Only five totals in the 540 T20 internationals yet played have been higher than the 229/6 SA put on the board. Until, that is, England replied with 230/8 – the second-highest successful run chase in T20 history – to win with two balls to spare.
“We’ve all played this game long enough to know that no score is unchaseable – that was the message to the bowlers,” Faf du Plessis said.
Clearly, that message didn’t get through: SA conceded 26 runs in extras.
England, stung by a six-wicket loss to West Indies at the same venue on Wednesday, knew they had to win to avoid a probable first-round exit from the tournament.
Friday night’s result transferred that pressure onto the shoulders of SA, who will be all too aware that they can ill afford to lose to plucky qualifiers Afghanistan in Mumbai on Sunday.
And to think SA beat much the same England side 2-0 in their T20 series last month. What a difference a few weeks, a change of conditions, and the expectation that follows every team to major events makes.
De Kock’s 52 powered an opening stand of 96 in which Amla clipped 58, 50 of them off 25 balls.
Duminy’s 54 not out ended a lean run of 17 completed innings across all formats in which he had not scored a half-century at international level. He put on 60 with David Miller for the unbroken fifth wicket.
England’s reply was driven by Joe Root, whose 83 ended with 10 balls left in the match and England needing 11 to win. Root and Jos Buttler added 75 for the fifth wicket, England’s only half-century stand.
It was an evening of emphatic batting, as underlined by the fact that the 44 runs scored off the first two overs of England’s innings are the most ever hammered in the first dozen deliveries of a T20 innings.
As many as 324 of the 459 runs scored in the game flew and flowed in boundaries, or more than 70%.

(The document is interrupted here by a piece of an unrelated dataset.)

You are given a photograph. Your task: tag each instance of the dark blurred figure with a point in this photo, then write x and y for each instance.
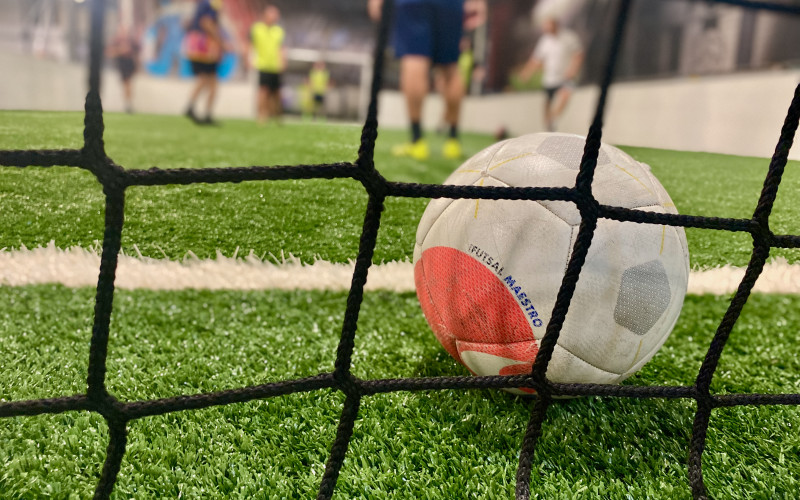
(204, 48)
(124, 48)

But it was also a match of ragged bowling by both sides; more so by SA. Kagiso Rabada took the new ball and went for 21 runs in his first over. Dale Steyn shared that ball and was promptly drilled for 23 runs.
England bowled two wides, which cost two runs. SA sent down 10 wides – which realised 20 runs.
For all that, off-spinner Moeen Ali and leg spinner Adil Rashid could make a strong argument that they won the match for England by limiting SA to 14 runs and dismissing Amla between the start of the 11th over and the end of the 13th.
England lost no wickets and scored 42 runs in the same overs, which were bowled by Chris Morris, Duminy and Steyn.
Going into that period of their respective innings, SA were 125/2 and England were 118/4. In short, there was nothing in it.
There still isn’t. Not in SA’s win column, anyway.